LONDON — Senior British politicians lined up on Sunday to condemn plans by an independent body to grant them an 11-percent pay rise, embarrassed at how such largess will be perceived at a time of deep public spending cuts.
Ministers from the Conservative-Liberal Democrat coalition and the leader of the opposition Labor party have said they would not accept the extra cash.
But they have little power over the issue, after members of parliament (MPs) delegated salary decisions to a body of unelected officials in the wake of the 2009 expenses scandal.
The Independent Parliamentary Standards Authority (IPSA) is expected to recommend this week that MPs' pay rises from £66,396 to £74,000 — about $121,000 — a year after the 2015 election.
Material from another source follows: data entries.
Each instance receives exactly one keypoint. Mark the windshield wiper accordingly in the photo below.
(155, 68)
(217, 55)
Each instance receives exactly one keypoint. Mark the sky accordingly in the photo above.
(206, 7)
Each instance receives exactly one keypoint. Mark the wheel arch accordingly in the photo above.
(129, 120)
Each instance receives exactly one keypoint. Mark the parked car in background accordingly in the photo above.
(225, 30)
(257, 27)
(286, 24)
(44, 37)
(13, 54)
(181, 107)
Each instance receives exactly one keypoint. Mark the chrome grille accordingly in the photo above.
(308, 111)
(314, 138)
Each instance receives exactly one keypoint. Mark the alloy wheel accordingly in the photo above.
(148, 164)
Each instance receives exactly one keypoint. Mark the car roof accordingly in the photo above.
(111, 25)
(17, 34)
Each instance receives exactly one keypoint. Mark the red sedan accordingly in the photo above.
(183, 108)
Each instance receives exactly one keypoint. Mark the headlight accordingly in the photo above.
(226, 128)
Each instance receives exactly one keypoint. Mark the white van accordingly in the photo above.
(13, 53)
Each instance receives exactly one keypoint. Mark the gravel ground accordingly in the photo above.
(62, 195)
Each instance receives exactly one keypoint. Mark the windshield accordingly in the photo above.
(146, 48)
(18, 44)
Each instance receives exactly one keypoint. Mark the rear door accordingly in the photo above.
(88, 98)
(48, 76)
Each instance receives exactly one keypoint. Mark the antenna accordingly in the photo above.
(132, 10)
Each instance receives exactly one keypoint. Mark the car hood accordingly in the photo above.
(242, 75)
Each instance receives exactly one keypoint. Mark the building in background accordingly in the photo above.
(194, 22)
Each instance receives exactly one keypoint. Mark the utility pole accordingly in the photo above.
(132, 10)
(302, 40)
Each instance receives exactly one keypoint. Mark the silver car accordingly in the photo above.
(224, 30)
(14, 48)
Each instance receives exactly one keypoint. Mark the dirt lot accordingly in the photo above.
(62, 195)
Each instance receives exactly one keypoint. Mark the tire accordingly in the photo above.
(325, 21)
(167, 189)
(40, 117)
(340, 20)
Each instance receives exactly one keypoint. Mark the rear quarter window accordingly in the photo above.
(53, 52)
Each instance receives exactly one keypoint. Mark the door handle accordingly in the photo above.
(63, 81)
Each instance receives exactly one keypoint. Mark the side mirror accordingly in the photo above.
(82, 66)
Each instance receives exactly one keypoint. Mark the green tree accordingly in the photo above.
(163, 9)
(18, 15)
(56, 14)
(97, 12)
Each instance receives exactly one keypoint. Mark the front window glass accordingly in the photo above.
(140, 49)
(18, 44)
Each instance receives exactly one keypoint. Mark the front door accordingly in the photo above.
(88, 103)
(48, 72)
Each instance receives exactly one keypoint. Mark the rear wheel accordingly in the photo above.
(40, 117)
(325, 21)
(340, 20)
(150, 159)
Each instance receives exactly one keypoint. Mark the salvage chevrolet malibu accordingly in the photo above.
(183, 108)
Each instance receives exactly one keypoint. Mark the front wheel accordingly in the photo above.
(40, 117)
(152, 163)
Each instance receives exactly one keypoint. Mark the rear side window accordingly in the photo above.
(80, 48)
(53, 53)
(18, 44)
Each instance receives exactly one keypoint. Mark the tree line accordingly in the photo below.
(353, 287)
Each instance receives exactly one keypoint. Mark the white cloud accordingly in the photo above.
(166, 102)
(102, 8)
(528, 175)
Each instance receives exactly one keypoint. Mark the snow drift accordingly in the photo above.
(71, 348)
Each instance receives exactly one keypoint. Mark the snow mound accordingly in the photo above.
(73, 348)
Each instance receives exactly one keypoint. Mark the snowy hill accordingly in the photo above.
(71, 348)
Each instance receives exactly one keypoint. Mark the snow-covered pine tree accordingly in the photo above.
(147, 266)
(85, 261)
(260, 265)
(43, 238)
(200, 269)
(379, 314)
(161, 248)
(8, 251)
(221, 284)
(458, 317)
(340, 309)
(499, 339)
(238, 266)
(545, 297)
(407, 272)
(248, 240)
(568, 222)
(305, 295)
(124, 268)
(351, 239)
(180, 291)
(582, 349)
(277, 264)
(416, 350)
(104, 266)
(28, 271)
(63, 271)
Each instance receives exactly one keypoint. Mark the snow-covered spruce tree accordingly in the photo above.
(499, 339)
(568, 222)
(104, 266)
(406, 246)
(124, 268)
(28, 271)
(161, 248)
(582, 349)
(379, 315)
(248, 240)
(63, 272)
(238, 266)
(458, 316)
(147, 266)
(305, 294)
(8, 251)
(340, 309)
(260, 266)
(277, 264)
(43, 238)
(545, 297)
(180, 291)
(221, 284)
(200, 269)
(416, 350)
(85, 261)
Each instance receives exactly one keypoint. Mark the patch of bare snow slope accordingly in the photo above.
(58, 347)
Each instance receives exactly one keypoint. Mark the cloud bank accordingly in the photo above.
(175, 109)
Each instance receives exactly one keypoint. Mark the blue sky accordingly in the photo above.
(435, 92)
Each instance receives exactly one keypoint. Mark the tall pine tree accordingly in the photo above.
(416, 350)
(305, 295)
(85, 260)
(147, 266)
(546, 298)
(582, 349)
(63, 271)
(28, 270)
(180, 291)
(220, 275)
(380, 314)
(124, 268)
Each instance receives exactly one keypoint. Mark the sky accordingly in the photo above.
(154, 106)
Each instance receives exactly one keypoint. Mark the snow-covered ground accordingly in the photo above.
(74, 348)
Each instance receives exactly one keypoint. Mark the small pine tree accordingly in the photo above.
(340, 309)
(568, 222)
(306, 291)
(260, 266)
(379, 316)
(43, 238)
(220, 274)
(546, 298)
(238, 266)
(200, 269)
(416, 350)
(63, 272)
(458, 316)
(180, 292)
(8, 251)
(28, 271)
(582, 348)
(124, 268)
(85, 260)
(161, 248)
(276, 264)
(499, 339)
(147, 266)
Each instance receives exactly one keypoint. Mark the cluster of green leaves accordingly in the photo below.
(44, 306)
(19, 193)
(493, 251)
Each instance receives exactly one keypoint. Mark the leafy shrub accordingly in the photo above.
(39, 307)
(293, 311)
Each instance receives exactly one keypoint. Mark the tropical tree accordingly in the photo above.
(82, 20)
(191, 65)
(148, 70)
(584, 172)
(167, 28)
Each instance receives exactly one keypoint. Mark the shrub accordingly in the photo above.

Research by the watchdog earlier this year found that 69 percent of MPs believe they are underpaid and on average, they suggested a salary of £86,250.
But Danny Alexander, the second most senior minister in the Treasury, on Sunday denounced the proposed 11-percent increase as "wholly inappropriate."
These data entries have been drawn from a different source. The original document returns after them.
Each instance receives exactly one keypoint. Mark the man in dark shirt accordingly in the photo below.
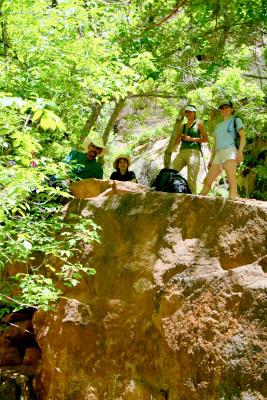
(85, 164)
(121, 164)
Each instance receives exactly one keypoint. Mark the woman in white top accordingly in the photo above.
(224, 153)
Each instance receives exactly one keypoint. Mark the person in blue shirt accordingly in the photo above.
(84, 163)
(224, 154)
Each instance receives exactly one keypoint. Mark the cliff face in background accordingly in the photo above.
(175, 310)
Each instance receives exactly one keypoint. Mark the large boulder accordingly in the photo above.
(175, 310)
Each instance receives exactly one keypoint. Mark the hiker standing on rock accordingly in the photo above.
(121, 164)
(84, 163)
(192, 134)
(226, 152)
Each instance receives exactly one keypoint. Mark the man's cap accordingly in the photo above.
(226, 104)
(96, 140)
(190, 107)
(119, 157)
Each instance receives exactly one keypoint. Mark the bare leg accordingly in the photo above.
(193, 164)
(178, 163)
(213, 172)
(230, 168)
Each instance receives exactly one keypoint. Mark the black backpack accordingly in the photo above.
(171, 181)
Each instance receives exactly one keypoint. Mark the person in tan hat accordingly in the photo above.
(84, 163)
(226, 152)
(121, 165)
(191, 135)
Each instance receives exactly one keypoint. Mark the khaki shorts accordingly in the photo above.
(223, 155)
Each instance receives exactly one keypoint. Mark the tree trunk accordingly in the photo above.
(114, 116)
(96, 109)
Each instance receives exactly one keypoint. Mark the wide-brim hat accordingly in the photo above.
(96, 140)
(227, 103)
(190, 107)
(119, 157)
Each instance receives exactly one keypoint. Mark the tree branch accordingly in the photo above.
(174, 11)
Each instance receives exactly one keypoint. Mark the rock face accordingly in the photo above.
(175, 310)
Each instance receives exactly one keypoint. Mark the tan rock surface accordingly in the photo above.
(88, 188)
(175, 311)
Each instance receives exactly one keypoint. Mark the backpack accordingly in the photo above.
(237, 137)
(171, 181)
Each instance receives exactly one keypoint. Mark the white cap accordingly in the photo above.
(96, 140)
(190, 107)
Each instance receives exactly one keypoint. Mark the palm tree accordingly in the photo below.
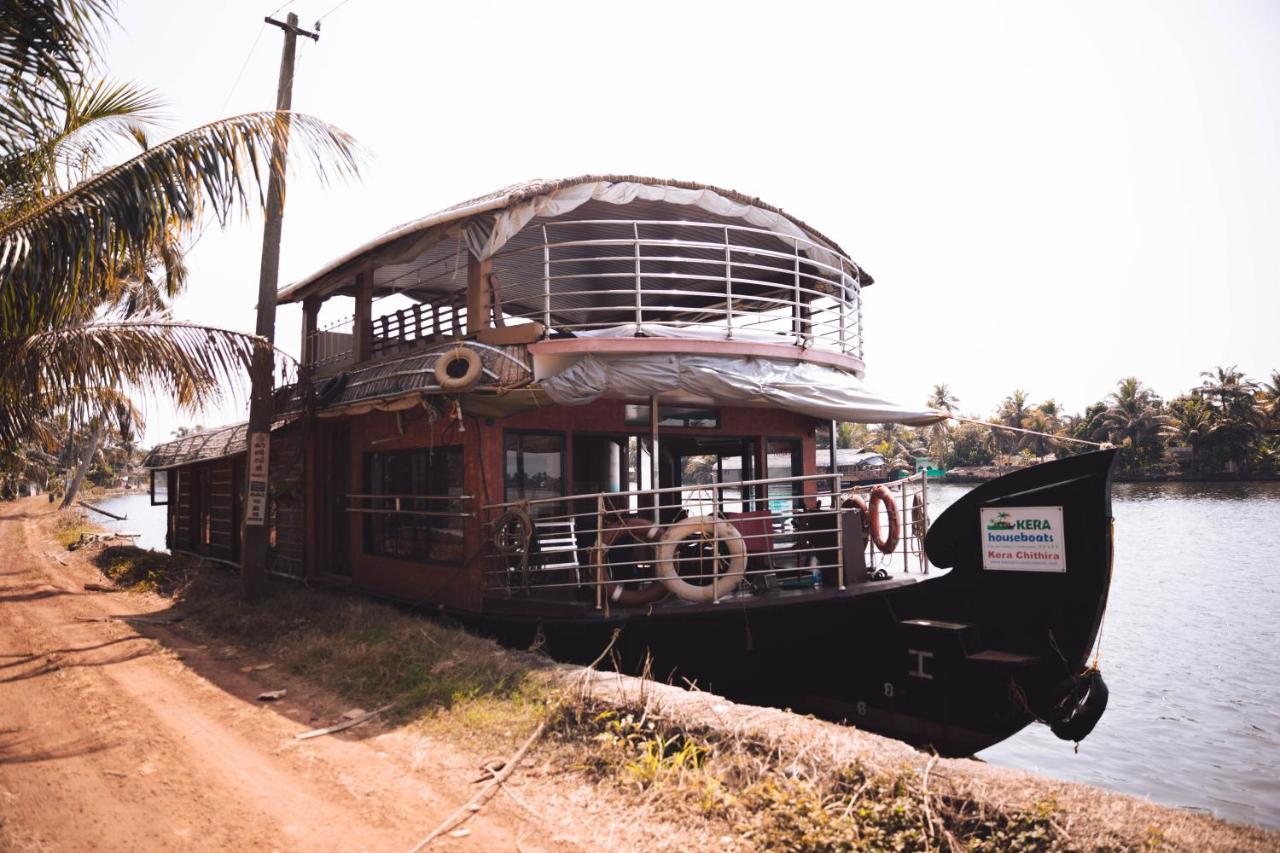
(1237, 423)
(1189, 422)
(1269, 397)
(1013, 413)
(86, 246)
(1132, 422)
"Most people will find it utterly incomprehensible that at a time of pay restraint for the public sector, at a time of further squeezes on government spending, that IPSA should be recommending (that)," he told BBC television.
"I think it would be wholly inappropriate for MPs to get such a large pay rise at a time when every other public sector worker sees their pay rises capped at one percent.
"I have said in the past that of course, personally, I wouldn't accept it."
Defense Minister Philip Hammond echoed this message, saying that while there were good arguments for a pay increase — notably to attract professionals into parliament — this was "not the moment."
The coalition has since 2010 been implementing an austerity program to help reduce the deficit, and the spending cuts are not expected to ease for several years to come.
"So long as I'm the defense secretary presiding over a situation where the troops that serve our country so brilliantly are facing a one-percent pay rise, I won't be taking a pay increase," Hammond told BBC radio.
Conservative Prime Minister David Cameron has stopped short of pledging to reject the cash but his spokesman urged restraint from IPSA.
"We believe that the cost of politics should be going down, not up," the spokesman said.